Trump Administration’s Move to Ease Taiwan Restrictions a Test for Biden
On 9 January, US Secretary of State Mike Pompeo rescinded a range of restrictions on US government interaction with the government of Taiwan. These restrictions had been in place, with periodic revisions, since the US established diplomatic relations with the People’s Republic of China in 1979. They proscribed certain meeting places (such as the White House and the State Department), precluded official attendance at Taiwan’s national day events on 10 October, required correspondence to pass through the US representative organisation the American Institute in Taiwan, barred the use of certain words (such as ‘government’ and ‘country’) to refer to Taiwan, and so on.
The circumstances of the late 1970s and early 1980s when the rules were established were very different to today’s. Taiwan, or the Republic of China, was still a military dictatorship under the KMT or Chinese Nationalists, whose claims to represent all of China had by then long been anachronistic and illegitimate. There was a generation of American policy leaders who were the architects of rapprochement with Beijing and were committed to Pax Americana in Northeast Asia. Their familiarity with the history and politics of modern China and the narrative of the civil war between the Nationalists under Chiang Kai-shek and the Communists under Mao Zedong meant they believed that peace and unification were coterminous. They had little knowledge of the history of Taiwan, including its Japanese colonial history and the failed 1947 anti-Chinese Nationalist uprising.
Today, Taiwan is democratic and the early movements for self-determination in the 1910s and 1920s under Japan have found party political representation. Beijing under Xi Jinping has sought to challenge the US-led regional order, and its model for unification, such as it is, is more about validating the ideology of the Chinese Communist Party than offering any viable roadmap that wouldn’t tip the region into chaos.
Many of the restrictions on US–Taiwan contacts had slipped by the wayside over the past several years and the Taiwan Assurance Act, which President Donald Trump signed into law in December, required their formal reassessment in any case. Pompeo’s statement was also calibrated, reading: ‘The United States government maintains relationships with unofficial partners around the world, and Taiwan is no exception.’ It stepped up to the boundaries of US–Taiwan relations but in using the word ‘unofficial’ didn’t step over them.
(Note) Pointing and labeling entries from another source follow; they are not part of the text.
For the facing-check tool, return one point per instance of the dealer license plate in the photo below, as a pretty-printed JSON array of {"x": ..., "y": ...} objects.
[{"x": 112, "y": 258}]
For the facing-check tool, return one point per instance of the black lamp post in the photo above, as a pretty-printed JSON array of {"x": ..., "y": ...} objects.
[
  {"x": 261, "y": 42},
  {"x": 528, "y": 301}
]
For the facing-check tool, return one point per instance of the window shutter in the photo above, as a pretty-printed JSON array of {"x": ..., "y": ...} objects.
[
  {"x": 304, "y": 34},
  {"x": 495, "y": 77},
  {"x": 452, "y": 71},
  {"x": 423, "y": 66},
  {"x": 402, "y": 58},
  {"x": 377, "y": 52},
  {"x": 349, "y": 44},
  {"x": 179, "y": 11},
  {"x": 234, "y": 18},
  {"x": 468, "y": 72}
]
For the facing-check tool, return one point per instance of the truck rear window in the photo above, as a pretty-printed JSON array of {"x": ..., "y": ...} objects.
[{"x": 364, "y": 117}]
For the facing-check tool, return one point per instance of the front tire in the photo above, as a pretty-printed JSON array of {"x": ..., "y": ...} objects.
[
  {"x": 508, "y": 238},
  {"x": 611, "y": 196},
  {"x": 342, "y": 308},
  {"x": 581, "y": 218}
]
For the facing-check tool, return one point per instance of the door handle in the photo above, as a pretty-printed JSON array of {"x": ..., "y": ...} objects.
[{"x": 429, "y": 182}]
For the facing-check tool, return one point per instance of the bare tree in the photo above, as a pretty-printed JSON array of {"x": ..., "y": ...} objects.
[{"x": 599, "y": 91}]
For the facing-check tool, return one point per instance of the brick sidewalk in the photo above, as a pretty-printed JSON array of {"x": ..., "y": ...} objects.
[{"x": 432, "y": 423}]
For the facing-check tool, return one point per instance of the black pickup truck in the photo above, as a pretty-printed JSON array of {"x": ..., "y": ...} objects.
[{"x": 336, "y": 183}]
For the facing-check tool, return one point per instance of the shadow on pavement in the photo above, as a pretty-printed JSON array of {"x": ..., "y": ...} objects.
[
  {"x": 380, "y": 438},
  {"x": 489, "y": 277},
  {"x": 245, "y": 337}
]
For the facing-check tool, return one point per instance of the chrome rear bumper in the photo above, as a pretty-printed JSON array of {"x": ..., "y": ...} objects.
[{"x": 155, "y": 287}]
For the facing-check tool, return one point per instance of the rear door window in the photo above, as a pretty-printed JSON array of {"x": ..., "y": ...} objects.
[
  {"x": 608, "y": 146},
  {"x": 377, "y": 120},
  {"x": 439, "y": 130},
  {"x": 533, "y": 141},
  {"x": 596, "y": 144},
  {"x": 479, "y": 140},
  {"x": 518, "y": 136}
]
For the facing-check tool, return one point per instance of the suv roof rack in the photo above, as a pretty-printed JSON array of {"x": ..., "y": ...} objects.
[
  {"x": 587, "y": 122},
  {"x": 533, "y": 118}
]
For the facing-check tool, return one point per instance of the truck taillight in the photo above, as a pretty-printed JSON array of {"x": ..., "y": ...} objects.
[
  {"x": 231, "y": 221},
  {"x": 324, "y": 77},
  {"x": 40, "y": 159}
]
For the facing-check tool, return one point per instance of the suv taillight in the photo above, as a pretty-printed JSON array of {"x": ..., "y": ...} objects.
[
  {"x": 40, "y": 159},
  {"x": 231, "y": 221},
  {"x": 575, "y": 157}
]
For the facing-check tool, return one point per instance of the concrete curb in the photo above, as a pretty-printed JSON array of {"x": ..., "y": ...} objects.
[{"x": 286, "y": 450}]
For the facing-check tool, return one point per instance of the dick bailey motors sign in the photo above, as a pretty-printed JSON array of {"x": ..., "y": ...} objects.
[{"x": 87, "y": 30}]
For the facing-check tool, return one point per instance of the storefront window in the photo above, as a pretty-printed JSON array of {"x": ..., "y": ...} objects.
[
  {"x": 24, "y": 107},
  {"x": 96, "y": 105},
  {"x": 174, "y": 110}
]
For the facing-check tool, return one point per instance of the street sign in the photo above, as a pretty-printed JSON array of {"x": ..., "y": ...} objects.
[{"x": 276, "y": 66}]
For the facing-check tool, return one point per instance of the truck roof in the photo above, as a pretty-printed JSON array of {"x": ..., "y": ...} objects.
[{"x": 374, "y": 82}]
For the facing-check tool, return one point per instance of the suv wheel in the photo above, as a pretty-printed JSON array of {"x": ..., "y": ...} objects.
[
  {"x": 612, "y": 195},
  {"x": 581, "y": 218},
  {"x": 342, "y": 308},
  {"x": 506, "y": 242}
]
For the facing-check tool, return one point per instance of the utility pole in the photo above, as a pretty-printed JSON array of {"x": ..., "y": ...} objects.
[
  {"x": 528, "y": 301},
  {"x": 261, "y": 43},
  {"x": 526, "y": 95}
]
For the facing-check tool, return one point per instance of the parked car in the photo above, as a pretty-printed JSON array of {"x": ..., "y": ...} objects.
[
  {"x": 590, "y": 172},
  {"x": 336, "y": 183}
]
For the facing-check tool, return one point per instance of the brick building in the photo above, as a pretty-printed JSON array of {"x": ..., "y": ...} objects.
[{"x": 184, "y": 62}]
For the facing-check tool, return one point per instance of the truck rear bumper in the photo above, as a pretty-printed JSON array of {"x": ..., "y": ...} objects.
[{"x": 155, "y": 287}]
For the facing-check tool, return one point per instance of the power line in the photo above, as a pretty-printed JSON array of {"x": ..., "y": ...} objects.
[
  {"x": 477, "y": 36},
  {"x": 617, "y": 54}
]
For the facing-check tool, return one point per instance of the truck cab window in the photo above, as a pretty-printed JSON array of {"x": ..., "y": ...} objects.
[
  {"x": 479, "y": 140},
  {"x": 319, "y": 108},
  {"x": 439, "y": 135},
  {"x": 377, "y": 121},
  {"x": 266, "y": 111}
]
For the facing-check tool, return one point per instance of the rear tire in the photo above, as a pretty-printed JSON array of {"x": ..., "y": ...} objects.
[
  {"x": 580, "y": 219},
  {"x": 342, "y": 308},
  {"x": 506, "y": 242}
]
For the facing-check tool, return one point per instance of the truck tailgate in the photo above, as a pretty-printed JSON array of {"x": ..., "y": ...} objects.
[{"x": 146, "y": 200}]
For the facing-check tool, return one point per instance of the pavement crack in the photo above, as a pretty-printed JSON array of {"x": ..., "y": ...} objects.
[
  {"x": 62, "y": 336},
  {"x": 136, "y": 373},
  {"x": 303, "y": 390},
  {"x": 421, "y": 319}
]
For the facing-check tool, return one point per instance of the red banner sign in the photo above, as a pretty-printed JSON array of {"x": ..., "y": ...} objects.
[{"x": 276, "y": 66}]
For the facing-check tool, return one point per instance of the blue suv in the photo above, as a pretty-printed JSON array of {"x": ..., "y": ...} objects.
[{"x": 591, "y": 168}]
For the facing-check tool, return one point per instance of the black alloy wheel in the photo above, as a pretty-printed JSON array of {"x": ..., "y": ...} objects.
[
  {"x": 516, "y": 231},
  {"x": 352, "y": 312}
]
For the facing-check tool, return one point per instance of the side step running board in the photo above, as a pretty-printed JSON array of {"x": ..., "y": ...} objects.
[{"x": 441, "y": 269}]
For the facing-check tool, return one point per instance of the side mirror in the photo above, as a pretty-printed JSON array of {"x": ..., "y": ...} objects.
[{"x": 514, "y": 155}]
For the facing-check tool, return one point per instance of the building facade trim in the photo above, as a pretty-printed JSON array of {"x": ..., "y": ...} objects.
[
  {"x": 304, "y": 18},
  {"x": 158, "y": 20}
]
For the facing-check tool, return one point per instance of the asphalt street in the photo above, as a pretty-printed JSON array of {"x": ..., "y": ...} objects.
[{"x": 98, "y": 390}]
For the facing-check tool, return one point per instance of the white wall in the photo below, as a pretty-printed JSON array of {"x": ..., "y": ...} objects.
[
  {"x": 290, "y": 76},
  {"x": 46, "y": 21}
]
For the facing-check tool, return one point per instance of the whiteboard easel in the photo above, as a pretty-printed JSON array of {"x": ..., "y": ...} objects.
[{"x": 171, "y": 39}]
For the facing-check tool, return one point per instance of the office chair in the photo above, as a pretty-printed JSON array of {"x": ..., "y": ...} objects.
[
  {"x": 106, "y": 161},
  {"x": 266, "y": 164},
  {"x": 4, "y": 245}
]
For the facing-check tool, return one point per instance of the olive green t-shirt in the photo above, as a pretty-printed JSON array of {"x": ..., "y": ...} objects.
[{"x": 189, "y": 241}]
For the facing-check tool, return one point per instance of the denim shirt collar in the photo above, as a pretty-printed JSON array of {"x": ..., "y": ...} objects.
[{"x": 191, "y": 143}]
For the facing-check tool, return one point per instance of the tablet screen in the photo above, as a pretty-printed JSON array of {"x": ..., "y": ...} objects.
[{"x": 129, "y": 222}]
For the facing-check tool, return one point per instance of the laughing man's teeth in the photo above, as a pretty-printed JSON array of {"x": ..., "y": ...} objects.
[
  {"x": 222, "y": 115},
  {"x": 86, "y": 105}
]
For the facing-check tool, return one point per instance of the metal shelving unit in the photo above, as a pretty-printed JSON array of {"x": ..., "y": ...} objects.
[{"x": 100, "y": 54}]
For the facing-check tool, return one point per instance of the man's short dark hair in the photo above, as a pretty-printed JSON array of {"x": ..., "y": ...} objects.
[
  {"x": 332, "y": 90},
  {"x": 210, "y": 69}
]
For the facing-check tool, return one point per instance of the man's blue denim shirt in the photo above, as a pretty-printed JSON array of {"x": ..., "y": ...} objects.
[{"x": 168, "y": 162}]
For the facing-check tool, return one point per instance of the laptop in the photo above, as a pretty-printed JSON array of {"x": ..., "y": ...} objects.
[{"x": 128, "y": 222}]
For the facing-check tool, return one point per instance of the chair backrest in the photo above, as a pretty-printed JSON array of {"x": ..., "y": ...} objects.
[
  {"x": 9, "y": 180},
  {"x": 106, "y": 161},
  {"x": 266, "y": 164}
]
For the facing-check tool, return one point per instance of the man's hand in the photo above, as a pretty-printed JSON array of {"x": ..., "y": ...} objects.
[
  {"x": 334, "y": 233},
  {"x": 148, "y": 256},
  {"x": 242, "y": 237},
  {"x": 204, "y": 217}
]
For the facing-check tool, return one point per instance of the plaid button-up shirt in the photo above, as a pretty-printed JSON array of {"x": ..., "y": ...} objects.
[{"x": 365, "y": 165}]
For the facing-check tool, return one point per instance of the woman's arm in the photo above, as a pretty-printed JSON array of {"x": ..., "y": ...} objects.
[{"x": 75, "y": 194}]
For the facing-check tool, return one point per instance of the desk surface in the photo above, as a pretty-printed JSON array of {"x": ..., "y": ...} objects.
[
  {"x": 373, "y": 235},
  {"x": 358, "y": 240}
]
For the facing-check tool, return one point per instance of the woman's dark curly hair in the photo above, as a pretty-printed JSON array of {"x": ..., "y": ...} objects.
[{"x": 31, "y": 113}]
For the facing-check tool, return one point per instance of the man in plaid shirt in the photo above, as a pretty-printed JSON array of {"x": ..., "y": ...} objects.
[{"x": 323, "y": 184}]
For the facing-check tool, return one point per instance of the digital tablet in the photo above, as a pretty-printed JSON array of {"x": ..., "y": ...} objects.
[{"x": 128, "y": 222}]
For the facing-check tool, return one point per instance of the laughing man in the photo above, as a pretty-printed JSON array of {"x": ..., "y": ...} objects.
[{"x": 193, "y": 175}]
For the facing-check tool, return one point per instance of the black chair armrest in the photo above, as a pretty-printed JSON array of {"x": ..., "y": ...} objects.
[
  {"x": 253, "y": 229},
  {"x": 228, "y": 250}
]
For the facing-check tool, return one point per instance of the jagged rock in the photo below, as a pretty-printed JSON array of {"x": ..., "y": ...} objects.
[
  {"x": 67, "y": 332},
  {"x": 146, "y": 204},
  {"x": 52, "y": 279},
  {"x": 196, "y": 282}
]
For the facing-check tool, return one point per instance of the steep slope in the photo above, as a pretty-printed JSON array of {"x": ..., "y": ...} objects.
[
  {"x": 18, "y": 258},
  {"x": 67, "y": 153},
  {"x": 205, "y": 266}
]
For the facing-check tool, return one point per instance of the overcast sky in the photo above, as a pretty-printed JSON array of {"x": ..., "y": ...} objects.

However, while the US move is explainable, it has occurred in the context of the crisis of US democracy and a febrile transition to a new presidency, and after nearly three years under a secretary of state characterised by notably hostile rhetoric towards Beijing. Washington is unstable and that affects the calculation of risk of any action in the Taiwan Strait.
One outcome of the decision is to present an early test for the incoming administration’s position towards Taiwan and China. President-elect Joe Biden could publicly walk back the action to signal a change of China policy or discretely affirm it and sidestep Beijing’s ire by ascribing responsibility to Trump. One can’t discount the partisanship of the outgoing administration wanting to present such a test and forestall the Biden administration’s time to calibrate foreign policy on its own terms.
At the same time, it does create options that the current administration’s unidirectional approach doesn’t have. Indeed, had the US government taken this action earlier, more clearly as part of its wide-ranging push-back against Beijing with months or years of escalation yet to run, it might have led to the most dangerous scenario of all—one in which Beijing concluded that it had run out of time on Taiwan and had to act. This is an indictment of the approach to China by the Trump administration but also a reminder that no US presidency functions separately from the governance structure of the US system and the policy resets presented by its democratic elections.
China’s state media was quick to vent fury at the US, while the Ministry of Foreign Affairs issued a strong but mostly boilerplate repudiation, falling short of some of the more alarmist analyses. In Taipei, the government was in the awkward position of being delighted by the decision but also conscious of the chaos in Washington, a presidency without legitimacy, and the uncertainty over the Biden administration’s position. The Taiwan foreign ministry issued a statement welcoming the decision but also noting the bipartisan support for the Taiwan Assurance Act that was its proximate trigger.
In Australia, the government is very unlikely to change the rules of interaction with Taiwan in response. Like the US, Australia has applied its own norms more flexibly in recent years, but, contrary to the view of a range of vocal commentators, the Australian government hasn’t been slavishly following the Trump administration in foreign policy. Australia–Taiwan relations are in a positive period, but Canberra has still declined to upgrade them with concrete actions despite entreaties from Taipei.
At a press conference in December, Prime Minister Scott Morrison referred to ‘Taiwan’ without a qualifier. However, at another press conference in January, Health Minister Greg Hunt returned to form and used the term ‘the jurisdiction of Taiwan’, a phrase for which no precedent or rule exists but which no doubt satisfied Beijing. Like Beijing and Taipei, Canberra can only observe developments in Washington and wait and see—though, for the Taiwan Strait, that is never the worst outcome.